Greta Thunberg, a young Swedish climate activist who was nominated for the Nobel Peace Prize, has emerged as the primary voice and face of the growing School Strike for Climate movement. On March 15, 2019, young people in more than 123 countries joined Thunberg to skip school and voice their demands for more robust climate policies and the reduction of greenhouse-gas emissions.
"We're in a climate moment right now," environmental activist and author Bill McKibben previously told Business Insider.

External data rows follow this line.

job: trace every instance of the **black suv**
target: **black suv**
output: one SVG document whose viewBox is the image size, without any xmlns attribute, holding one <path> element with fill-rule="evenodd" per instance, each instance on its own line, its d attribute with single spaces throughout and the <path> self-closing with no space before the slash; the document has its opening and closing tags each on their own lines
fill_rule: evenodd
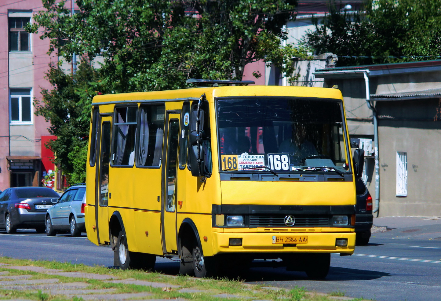
<svg viewBox="0 0 441 301">
<path fill-rule="evenodd" d="M 357 204 L 355 205 L 355 243 L 358 245 L 366 245 L 370 238 L 370 228 L 372 227 L 372 197 L 361 178 L 355 182 Z"/>
</svg>

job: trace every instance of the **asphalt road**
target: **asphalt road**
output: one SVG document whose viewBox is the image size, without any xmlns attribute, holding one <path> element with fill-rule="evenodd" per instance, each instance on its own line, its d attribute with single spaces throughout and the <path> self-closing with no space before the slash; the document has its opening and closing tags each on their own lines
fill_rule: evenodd
<svg viewBox="0 0 441 301">
<path fill-rule="evenodd" d="M 0 232 L 0 255 L 109 267 L 113 265 L 113 258 L 109 247 L 93 245 L 84 234 L 49 237 L 30 230 L 19 230 L 15 234 Z M 348 297 L 378 301 L 435 300 L 441 292 L 440 260 L 441 240 L 399 237 L 389 231 L 372 238 L 367 246 L 357 247 L 352 256 L 333 255 L 329 273 L 324 281 L 311 280 L 303 272 L 287 271 L 273 267 L 277 264 L 273 262 L 263 261 L 255 261 L 242 277 L 248 283 L 340 292 Z M 179 264 L 158 257 L 155 269 L 176 275 Z"/>
</svg>

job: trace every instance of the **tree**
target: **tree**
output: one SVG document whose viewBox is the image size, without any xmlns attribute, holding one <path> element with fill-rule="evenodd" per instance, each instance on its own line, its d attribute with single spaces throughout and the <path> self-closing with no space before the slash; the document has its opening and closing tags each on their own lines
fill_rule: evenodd
<svg viewBox="0 0 441 301">
<path fill-rule="evenodd" d="M 43 100 L 35 100 L 35 113 L 50 123 L 49 133 L 57 139 L 48 143 L 55 153 L 54 163 L 69 175 L 70 183 L 86 180 L 90 104 L 96 94 L 90 83 L 97 73 L 87 61 L 79 64 L 76 74 L 65 74 L 52 66 L 47 78 L 54 89 L 42 90 Z"/>
<path fill-rule="evenodd" d="M 293 0 L 78 0 L 73 15 L 65 2 L 44 0 L 47 10 L 30 30 L 42 27 L 51 51 L 68 61 L 73 53 L 104 57 L 103 93 L 182 88 L 191 78 L 240 79 L 245 65 L 262 59 L 291 74 L 292 56 L 306 56 L 280 46 Z"/>
<path fill-rule="evenodd" d="M 397 63 L 441 55 L 441 0 L 367 0 L 360 11 L 329 14 L 303 41 L 317 52 L 339 56 L 339 65 Z"/>
<path fill-rule="evenodd" d="M 44 91 L 37 107 L 58 137 L 50 145 L 57 163 L 74 182 L 82 178 L 82 137 L 97 91 L 182 88 L 191 78 L 241 79 L 245 66 L 259 59 L 294 79 L 292 57 L 307 56 L 303 48 L 280 46 L 287 38 L 282 26 L 295 16 L 295 0 L 77 0 L 73 15 L 66 0 L 43 4 L 45 10 L 27 30 L 42 28 L 49 52 L 67 61 L 73 53 L 87 58 L 73 77 L 51 68 L 48 78 L 55 89 Z M 98 57 L 103 61 L 95 70 L 88 62 Z"/>
</svg>

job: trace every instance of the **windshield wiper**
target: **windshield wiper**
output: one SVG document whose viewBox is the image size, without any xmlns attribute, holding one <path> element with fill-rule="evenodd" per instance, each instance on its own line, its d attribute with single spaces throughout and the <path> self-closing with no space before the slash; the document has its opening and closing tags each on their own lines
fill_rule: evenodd
<svg viewBox="0 0 441 301">
<path fill-rule="evenodd" d="M 262 168 L 263 168 L 264 169 L 267 170 L 268 171 L 269 171 L 269 172 L 271 173 L 272 174 L 275 175 L 276 177 L 279 176 L 279 174 L 278 173 L 274 171 L 273 170 L 270 168 L 269 167 L 268 167 L 268 166 L 265 166 L 263 165 L 262 166 L 253 166 L 253 167 L 242 167 L 242 168 L 237 168 L 237 169 L 222 169 L 222 171 L 253 171 L 255 169 L 260 169 Z"/>
<path fill-rule="evenodd" d="M 329 169 L 332 169 L 333 171 L 335 171 L 335 172 L 342 177 L 344 177 L 344 175 L 340 171 L 337 169 L 336 168 L 333 166 L 320 166 L 320 167 L 315 167 L 315 166 L 309 166 L 305 167 L 301 167 L 300 168 L 297 168 L 297 169 L 295 169 L 293 171 L 327 171 L 325 170 L 325 168 L 328 168 Z"/>
</svg>

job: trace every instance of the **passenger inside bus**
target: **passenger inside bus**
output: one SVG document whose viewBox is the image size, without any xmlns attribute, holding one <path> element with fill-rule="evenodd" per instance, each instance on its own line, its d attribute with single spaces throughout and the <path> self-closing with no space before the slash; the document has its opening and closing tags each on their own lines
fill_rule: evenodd
<svg viewBox="0 0 441 301">
<path fill-rule="evenodd" d="M 280 143 L 279 152 L 291 154 L 294 160 L 291 163 L 298 166 L 303 159 L 318 153 L 312 142 L 306 139 L 306 125 L 298 123 L 295 126 L 292 136 Z"/>
</svg>

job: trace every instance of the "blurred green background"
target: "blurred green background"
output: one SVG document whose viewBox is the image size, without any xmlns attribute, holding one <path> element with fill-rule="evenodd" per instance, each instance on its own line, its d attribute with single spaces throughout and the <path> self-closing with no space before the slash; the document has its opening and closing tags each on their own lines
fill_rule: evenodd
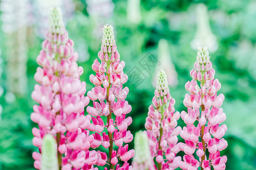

He added, "all these things started to combine to produce this new moment where people are open to change."
But if the plaintiffs fail to sway this panel of judges, that could set a devastating precedent for other climate suits, according to Ann Carlson, an environmental law professor at the University of California, Los Angeles.
"That would leave the government essentially immune from being sued for policies involving climate change," Carlson told the LA Times.
The plaintiffs also see themselves as part of a larger movement.
"It's not just these 21 young people across the United States," Vic Barrett, one of the plaintiffs, told the New York Times. "It's about highlighting young people all over the United States, and the work we're doing and the work we're continuing to do to hold the government accountable for putting our future in jeopardy."